5. CRESCITA SOSTENIBILE Come mantenere un buon livello di socialità, partecipazione e operatività all’interno di sottogruppi in continua crescita e 6. AUTONOMIA GASISTA/ORGANIZZAZIONE I sottogruppi, i tavoli, il CD: come conciliare al meglio le esigenze di autonomia dei sottogruppi con le strutture associative centrali

  • valutare se è possibile creare un posto di lavoro part-time per una persona
  • ruolo del CD: aspetti valoriali, scambio esperienze sottogruppi, adempimenti amministrativi
  • ruolo tavoli di lavoro: criteri e approfondimento senza interferire con procedure interne sottogruppi
  • come procedere adesso che siamo molte famiglie? mantenere un’unica associazione o crearne 5 diverse?
  • importanza della convivialità nell’organizzazione del sottogruppo ma anche dell’assegnazione di compiti precisi a ciascuno secondo il principio “ognuno fa qualcosa”

 

Prima di salutarci, abbiamo espresso il nostro sentitissimo GRAZIE alla parrocchia che ci ha ospitato, agli animatori che si sono occupati dei nostri figli, al Tavolo Eventi che ha organizzato la giornata e ai relatori Stefano e Vittorio.
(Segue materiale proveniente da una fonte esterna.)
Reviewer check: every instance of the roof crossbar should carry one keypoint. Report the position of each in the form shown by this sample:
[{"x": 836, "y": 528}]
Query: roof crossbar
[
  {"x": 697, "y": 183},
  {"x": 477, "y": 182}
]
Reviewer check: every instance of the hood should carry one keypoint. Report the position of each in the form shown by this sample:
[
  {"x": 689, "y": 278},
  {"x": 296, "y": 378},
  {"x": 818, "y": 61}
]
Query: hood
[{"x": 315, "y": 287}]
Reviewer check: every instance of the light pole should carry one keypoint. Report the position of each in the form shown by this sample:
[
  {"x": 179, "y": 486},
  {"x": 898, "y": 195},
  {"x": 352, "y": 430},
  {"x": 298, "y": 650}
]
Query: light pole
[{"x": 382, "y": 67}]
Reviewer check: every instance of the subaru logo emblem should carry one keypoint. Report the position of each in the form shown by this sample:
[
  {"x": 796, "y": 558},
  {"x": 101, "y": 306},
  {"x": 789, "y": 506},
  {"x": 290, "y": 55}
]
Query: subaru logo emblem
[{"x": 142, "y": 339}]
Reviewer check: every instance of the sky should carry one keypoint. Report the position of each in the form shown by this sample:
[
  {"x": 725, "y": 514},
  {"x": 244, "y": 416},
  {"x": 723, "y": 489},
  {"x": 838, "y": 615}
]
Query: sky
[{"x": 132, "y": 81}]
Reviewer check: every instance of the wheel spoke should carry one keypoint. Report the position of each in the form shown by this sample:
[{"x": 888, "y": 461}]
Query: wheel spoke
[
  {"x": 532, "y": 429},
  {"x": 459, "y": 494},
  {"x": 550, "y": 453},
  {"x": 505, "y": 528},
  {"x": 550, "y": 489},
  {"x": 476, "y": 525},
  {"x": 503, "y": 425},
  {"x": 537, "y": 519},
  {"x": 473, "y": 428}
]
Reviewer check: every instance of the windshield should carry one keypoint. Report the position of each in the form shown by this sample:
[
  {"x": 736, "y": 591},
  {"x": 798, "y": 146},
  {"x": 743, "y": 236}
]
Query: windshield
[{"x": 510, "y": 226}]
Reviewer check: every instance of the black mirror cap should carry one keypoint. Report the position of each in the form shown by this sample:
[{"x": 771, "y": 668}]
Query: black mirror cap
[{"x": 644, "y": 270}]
Terminiamo con le impressioni di Teresa (sottogruppo Correggio):

Ho partecipato alla sesta festa del nostro Gas “Le Giare” con mio figlio di 15 anni, che mi ha stupito accettando immediatamente l’invito ad accompagnarmi. Essere con lui, spesso critico sulle decisioni di noi genitori, e apatico se non è iperstimolato dalla “rete”, mi ha rasserenato il cuore (nonostante il tempo lasciasse fortemente a desiderare).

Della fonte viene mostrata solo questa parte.